In a time of 24/7 connectivity and cloud computing, it is essential for architects to make room for “forms of low-tech creativity,” said Jeanne Gang, principal of Chicago-based Studio Gang Architects, describing both the way she designs (by hand as well as by computer) and the materials she uses in her buildings. For the Arcus Center for Social Justice Leadership at Kalamazoo College in Michigan, she is working with “wood masonry”—slices of logs that, in their diversity, remind her of the people who will benefit from the center.
The need to balance technology and the human touch was a note sounded often during the 10th annual architectural record Innovation conference. Gang was the first of more than a dozen speakers in this year’s program, titled “Design Leaders Envision the Next Decade.” The event drew some 400 attendees to the auditorium of the McGraw-Hill Building in Manhattan. Many presenters rejected the idea that architects should take their cues from algorithms; as Francis Aish of Foster + Partners put it, “Sometimes the computer can be too objective.” Dennis Shelden, Gehry Technologies chief technology officer, sees his goal as more, not less, personalization. “Lurking in there,” Shelden said of the advances in building information modeling, “is the possibility of connection to identity and individuality.”

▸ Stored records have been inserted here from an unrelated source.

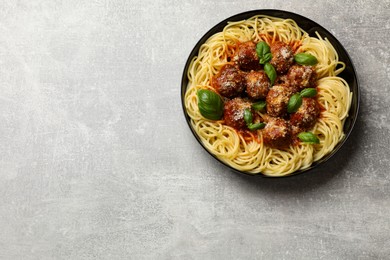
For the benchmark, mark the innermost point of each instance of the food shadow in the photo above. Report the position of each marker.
(314, 178)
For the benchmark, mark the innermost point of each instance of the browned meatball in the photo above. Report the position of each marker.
(306, 115)
(229, 82)
(233, 113)
(277, 133)
(277, 100)
(246, 56)
(301, 77)
(282, 57)
(257, 84)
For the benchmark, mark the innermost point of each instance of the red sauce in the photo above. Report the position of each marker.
(279, 133)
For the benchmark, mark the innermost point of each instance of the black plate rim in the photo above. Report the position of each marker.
(354, 109)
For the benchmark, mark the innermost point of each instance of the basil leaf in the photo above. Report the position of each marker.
(308, 92)
(248, 118)
(294, 103)
(256, 126)
(262, 48)
(210, 104)
(305, 59)
(271, 72)
(266, 58)
(259, 106)
(308, 137)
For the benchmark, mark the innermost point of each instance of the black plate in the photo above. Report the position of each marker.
(310, 27)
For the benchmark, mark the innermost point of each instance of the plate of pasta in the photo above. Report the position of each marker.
(270, 93)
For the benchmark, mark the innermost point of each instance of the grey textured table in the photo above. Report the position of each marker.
(97, 161)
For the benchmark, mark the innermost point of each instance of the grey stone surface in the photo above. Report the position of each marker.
(97, 161)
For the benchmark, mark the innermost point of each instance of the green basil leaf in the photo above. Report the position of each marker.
(259, 106)
(305, 59)
(294, 103)
(266, 58)
(271, 72)
(308, 92)
(210, 104)
(308, 137)
(256, 126)
(248, 116)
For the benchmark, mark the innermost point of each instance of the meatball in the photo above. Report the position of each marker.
(246, 56)
(301, 77)
(257, 84)
(229, 82)
(233, 113)
(282, 57)
(306, 115)
(277, 100)
(277, 133)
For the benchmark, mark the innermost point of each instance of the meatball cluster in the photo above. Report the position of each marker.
(245, 82)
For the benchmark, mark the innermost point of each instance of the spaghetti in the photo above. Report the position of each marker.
(246, 151)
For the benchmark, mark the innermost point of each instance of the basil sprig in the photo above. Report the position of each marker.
(305, 59)
(210, 104)
(264, 53)
(248, 118)
(308, 137)
(296, 100)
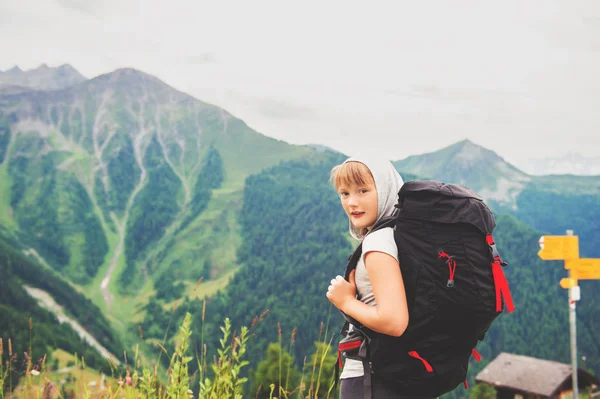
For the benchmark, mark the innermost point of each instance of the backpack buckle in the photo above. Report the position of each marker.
(496, 255)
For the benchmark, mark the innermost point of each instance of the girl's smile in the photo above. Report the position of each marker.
(360, 204)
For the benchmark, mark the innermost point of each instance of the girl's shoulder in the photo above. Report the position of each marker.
(384, 235)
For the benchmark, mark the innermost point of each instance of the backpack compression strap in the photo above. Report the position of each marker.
(499, 278)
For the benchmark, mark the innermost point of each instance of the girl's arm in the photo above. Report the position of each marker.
(390, 315)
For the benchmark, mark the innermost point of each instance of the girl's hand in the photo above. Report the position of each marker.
(340, 291)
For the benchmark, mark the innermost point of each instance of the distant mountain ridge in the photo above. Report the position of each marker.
(571, 163)
(489, 174)
(114, 174)
(41, 78)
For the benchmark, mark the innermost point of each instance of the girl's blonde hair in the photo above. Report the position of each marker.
(351, 173)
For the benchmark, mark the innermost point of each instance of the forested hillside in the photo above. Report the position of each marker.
(17, 308)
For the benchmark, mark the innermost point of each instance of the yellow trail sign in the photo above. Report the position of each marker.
(583, 269)
(559, 247)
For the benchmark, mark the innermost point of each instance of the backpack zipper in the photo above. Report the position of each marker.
(416, 355)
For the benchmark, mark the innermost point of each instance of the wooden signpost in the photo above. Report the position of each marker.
(567, 248)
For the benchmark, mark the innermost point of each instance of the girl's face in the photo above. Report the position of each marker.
(360, 203)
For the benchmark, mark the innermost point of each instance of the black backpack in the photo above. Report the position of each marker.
(454, 286)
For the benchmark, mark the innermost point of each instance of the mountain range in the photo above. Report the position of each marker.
(130, 191)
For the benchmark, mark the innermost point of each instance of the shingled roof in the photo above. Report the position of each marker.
(530, 375)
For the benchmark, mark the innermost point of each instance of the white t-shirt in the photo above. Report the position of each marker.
(378, 241)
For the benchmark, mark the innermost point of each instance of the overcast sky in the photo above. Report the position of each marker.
(521, 77)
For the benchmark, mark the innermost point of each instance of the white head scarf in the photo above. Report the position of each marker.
(387, 181)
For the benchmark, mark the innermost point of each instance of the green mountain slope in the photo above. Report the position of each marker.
(110, 178)
(21, 274)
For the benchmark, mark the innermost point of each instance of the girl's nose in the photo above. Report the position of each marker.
(352, 200)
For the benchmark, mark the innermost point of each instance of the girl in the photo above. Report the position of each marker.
(368, 191)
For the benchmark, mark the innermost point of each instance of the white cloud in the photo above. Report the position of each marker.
(396, 77)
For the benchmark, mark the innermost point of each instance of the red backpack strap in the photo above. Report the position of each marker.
(500, 282)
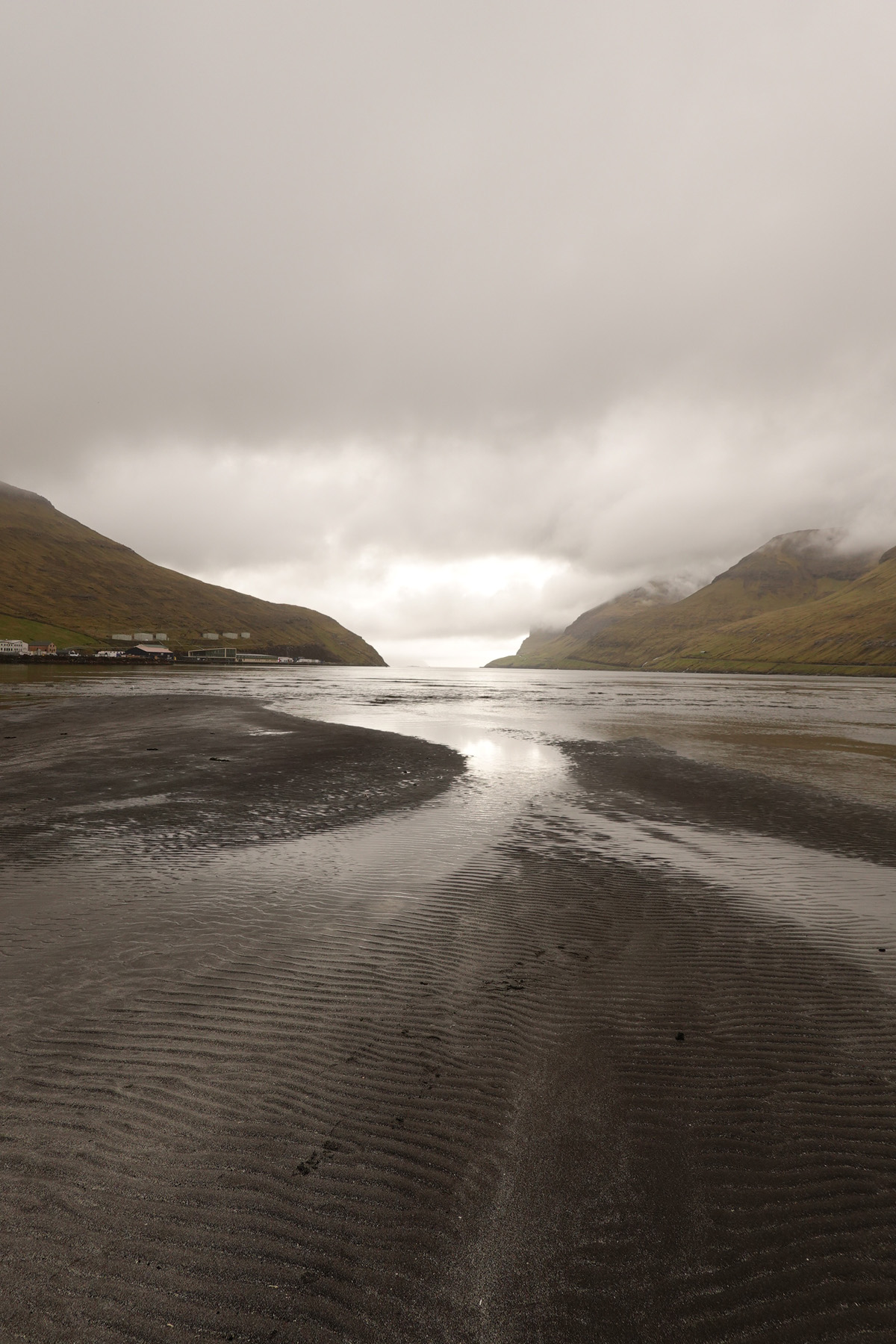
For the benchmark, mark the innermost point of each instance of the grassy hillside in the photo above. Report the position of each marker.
(60, 581)
(797, 604)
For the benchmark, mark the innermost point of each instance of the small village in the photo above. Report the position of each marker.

Gang, who spoke in the morning, remained to hear the afternoon presenters, including Diébédo Francis Kéré. The principal of Berlin-based Francis Kéré Architecture showed photos of schools he has designed for his native Burkina Faso, where villagers help to erect the compressed-earth structures. He described one scene of a partially completed building covered in plastic to protect it from a heavy rainfall: “It looks like Christo and Jeanne-Claude,” he said, eliciting a laugh. Otherwise, his talk was heart-rending. With extraordinary modesty he told the crowd, “I don’t know what to call my work, but when you call it architecture, you make me proud.” He is now building a library in his hometown, Gando, a place where access to books—and education—is still, he said, “an unreachable dream for many.
Kéré was followed by another African-born architect, London-based David Adjaye, whose own Francis Gregory Library in Washington, D.C., serves as a gathering place and beacon. A few miles away, on the National Mall, work has begun on the Smithsonian National Museum of African American History and Culture, which Adjaye designed as part of a team (Freelon Adjaye Bond/Smithgroup). Adjaye described some of the technological challenges posed by the project—numerous sensors are being used to ensure that construction doesn’t destabilize the Washington Monument—but also its human elements, with both African and African-American art forms influencing the design. The plan for the museum’s main hall calls for a ceiling of half a million wooden planks, lit from above. Positioned under any one of them, Adjaye says, “you become the figure in the story.”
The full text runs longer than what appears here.